No caso do Brasil essa obrigação legal encontra-se prevista na Medida Provisória n. 2.228-1, cujo artigo 55 determina que “as empresas proprietárias, locatárias ou arrendatárias de salas, espaços ou locais de exibição pública comercial exibirão obras cinematográficas brasileiras de longa metragem, por um número de dias fixado, anualmente, por decreto, ouvidas as entidades representativas dos produtores, distribuidores e exibidores”. A cota de tela, que em 2014 foi considerada constitucional pela mais alta Corte Judicial brasileira, continua em discussão judicial perante o Supremo Tribunal Federal (RE n. 627.432).


O debate agora é sobre a concessão de efeitos para todos (erga omnes). O processo encontra-se na pauta para julgamento em 10 de março. Contudo, essa disputa em que o Sindicato das Empresas Exibidoras Cinematográficas alega que a cota de tela atenta contra a liberdade de iniciativa, atingindo o núcleo das suas atividades econômicas, deve ser travado em outro campo e em outra dimensão no âmbito do Poder Legislativo, porque se o Supremo Tribunal Federal demorar mais em decidir a questão ele terá que reconhecer a perda do objeto da ação, pois a validade da regra do artigo 55, objeto da contenda, foi estabelecida pelo prazo de 20 anos, a contar de 5 de setembro de 2001, logo referida cota apenas durará por mais 6 meses.


Há projetos de lei tramitando no Congresso Nacional, dentre os quais o PL 5497/19 da Câmara dos Deputados e apensados (PLs 5597/19 e 5757/19), que prorroga a cota de tela até 2031. A justificativa para essa prorrogação é assegurar a presença de bens culturais brasileiros nas salas de cinema.


A cota de tela não é apenas sobre economia, mas é especialmente sobre valores culturais e visão de mundo, que tem no cinema um importante veículo de propagação. A proteção do cinema nacional não é apenas praticada pelo Brasil. Vários países a adotam como forma de proteger os seus valores e a sua cultura. É certo que a cota de tela não é suficiente por si só para estruturar a indústria cinematográfica nacional, mas é uma importante ferramenta que se justifica porque o cinema nacional ainda não possui um domínio mínimo do mercado.

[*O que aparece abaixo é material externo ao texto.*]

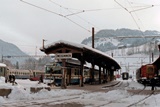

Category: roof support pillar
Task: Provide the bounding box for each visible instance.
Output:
[79,54,84,87]
[91,61,95,84]
[99,66,101,84]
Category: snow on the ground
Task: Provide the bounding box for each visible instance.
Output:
[0,77,160,107]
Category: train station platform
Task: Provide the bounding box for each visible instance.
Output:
[51,80,120,92]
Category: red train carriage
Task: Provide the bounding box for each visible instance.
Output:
[136,64,157,84]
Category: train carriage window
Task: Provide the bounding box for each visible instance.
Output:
[158,69,160,75]
[148,67,153,73]
[0,68,3,72]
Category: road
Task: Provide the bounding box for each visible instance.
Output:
[1,81,160,107]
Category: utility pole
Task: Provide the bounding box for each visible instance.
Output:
[42,39,46,49]
[92,27,94,48]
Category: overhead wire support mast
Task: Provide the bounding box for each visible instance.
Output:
[20,0,91,32]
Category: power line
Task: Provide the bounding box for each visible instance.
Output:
[49,0,98,28]
[20,0,91,32]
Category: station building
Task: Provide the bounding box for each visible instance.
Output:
[40,40,121,88]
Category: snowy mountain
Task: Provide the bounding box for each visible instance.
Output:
[82,28,160,52]
[0,39,29,64]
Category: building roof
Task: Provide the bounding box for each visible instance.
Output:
[40,40,121,70]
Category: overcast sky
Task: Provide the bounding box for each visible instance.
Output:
[0,0,160,55]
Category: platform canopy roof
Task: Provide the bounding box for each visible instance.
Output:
[153,57,160,69]
[40,40,121,70]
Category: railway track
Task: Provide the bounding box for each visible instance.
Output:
[127,88,154,107]
[94,81,146,107]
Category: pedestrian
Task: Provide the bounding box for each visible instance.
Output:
[151,78,155,91]
[5,75,8,83]
[9,74,12,83]
[12,74,17,85]
[39,75,43,83]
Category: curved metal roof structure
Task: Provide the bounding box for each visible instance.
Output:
[40,40,121,70]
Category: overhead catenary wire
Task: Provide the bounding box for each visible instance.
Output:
[49,0,99,29]
[20,0,91,33]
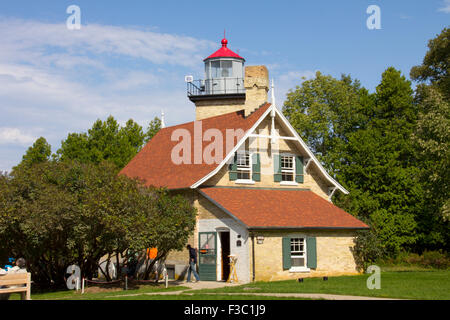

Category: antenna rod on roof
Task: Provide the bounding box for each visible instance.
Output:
[161,110,166,128]
[271,78,277,107]
[270,78,277,144]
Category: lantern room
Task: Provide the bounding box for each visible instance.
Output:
[188,38,245,102]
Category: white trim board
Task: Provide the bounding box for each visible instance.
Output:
[191,105,349,194]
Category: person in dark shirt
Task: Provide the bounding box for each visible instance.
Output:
[186,244,200,282]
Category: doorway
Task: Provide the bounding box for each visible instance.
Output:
[198,232,217,281]
[219,231,230,281]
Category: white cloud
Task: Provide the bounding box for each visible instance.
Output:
[0,128,36,145]
[0,19,215,66]
[438,0,450,13]
[0,18,217,170]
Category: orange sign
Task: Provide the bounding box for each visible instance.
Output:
[147,248,158,259]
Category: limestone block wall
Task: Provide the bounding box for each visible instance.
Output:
[249,230,358,281]
[195,66,269,120]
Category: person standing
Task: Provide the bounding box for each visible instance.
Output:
[186,244,200,282]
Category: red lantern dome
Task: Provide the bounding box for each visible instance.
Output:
[203,38,245,61]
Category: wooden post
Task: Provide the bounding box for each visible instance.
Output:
[26,272,31,300]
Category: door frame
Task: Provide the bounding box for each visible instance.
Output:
[198,231,218,281]
[217,229,231,281]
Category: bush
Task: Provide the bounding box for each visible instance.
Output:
[352,230,385,272]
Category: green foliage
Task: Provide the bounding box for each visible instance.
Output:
[15,137,52,166]
[283,67,423,253]
[57,116,161,169]
[0,161,196,286]
[352,226,385,271]
[283,72,374,174]
[410,28,450,99]
[145,117,161,143]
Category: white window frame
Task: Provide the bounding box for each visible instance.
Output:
[280,153,298,186]
[289,235,311,272]
[235,151,255,184]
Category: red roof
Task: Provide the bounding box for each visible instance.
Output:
[203,38,245,61]
[199,187,369,229]
[120,103,270,189]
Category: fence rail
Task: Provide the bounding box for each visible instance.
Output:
[187,78,245,97]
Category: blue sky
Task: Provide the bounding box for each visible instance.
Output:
[0,0,450,170]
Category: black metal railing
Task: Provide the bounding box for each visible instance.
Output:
[187,78,245,97]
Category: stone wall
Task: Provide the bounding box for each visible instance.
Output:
[195,66,269,120]
[249,230,358,281]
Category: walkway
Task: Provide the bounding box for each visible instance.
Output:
[106,281,397,300]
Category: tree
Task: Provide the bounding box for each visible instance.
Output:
[145,117,161,143]
[283,72,374,174]
[410,28,450,250]
[412,85,450,249]
[337,67,423,254]
[283,68,423,254]
[15,137,52,166]
[57,116,145,169]
[410,28,450,99]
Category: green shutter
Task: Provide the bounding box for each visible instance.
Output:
[306,237,317,269]
[252,153,261,181]
[295,156,303,183]
[273,154,281,182]
[228,153,237,181]
[283,238,291,270]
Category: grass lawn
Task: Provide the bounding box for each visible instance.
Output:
[7,269,450,300]
[194,270,450,300]
[10,284,189,300]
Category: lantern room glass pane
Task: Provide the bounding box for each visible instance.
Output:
[221,61,233,78]
[211,61,220,78]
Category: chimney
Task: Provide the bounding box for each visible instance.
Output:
[244,66,269,116]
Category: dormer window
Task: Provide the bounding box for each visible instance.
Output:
[236,152,252,180]
[229,150,261,184]
[273,153,304,186]
[280,155,295,182]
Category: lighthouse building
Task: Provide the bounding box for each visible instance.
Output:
[121,39,368,283]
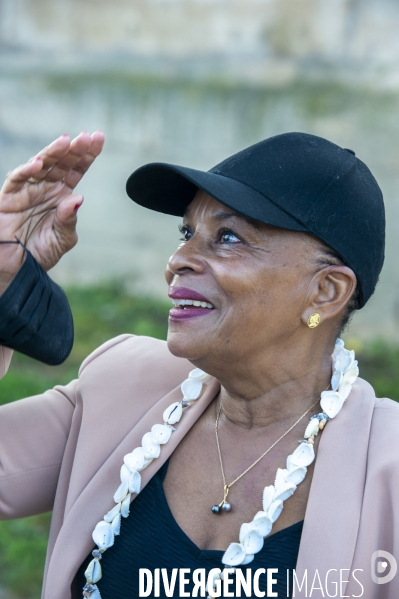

Assim, o protagonismo da proteção do cinema nacional encontra-se nas mãos do Congresso Nacional, mas é importante registrar que cinema não é apenas entretenimento, e nem é somente recursos financeiros, mas é principalmente um campo mundial de disputa de conteúdo e de poder, e o Estado brasileiro não pode se esquivar da defesa da diversidade cultural albergada na Constituição Federal.

Allan Carlos Moreira Magalhães - Doutor em Direito, professor e pesquisador com estudos no campo dos Direitos Culturais. Autor do livro “Patrimônio Cultural, Democracia e Federalismo”. Articulista do Instituto Brasileiro de Direitos Culturais (IBDCult)

(1) Para conhecer mais sobre a história do cinema: MASCARELLO, Fernando (Org.). História do cinema mundial. Campinas: Papirus, 2006.

(2) MARTEL, Frédéric. Mainstream: a guerra global das mídias e das culturas. Rio de Janeiro: Civilização Brasileira, 2012.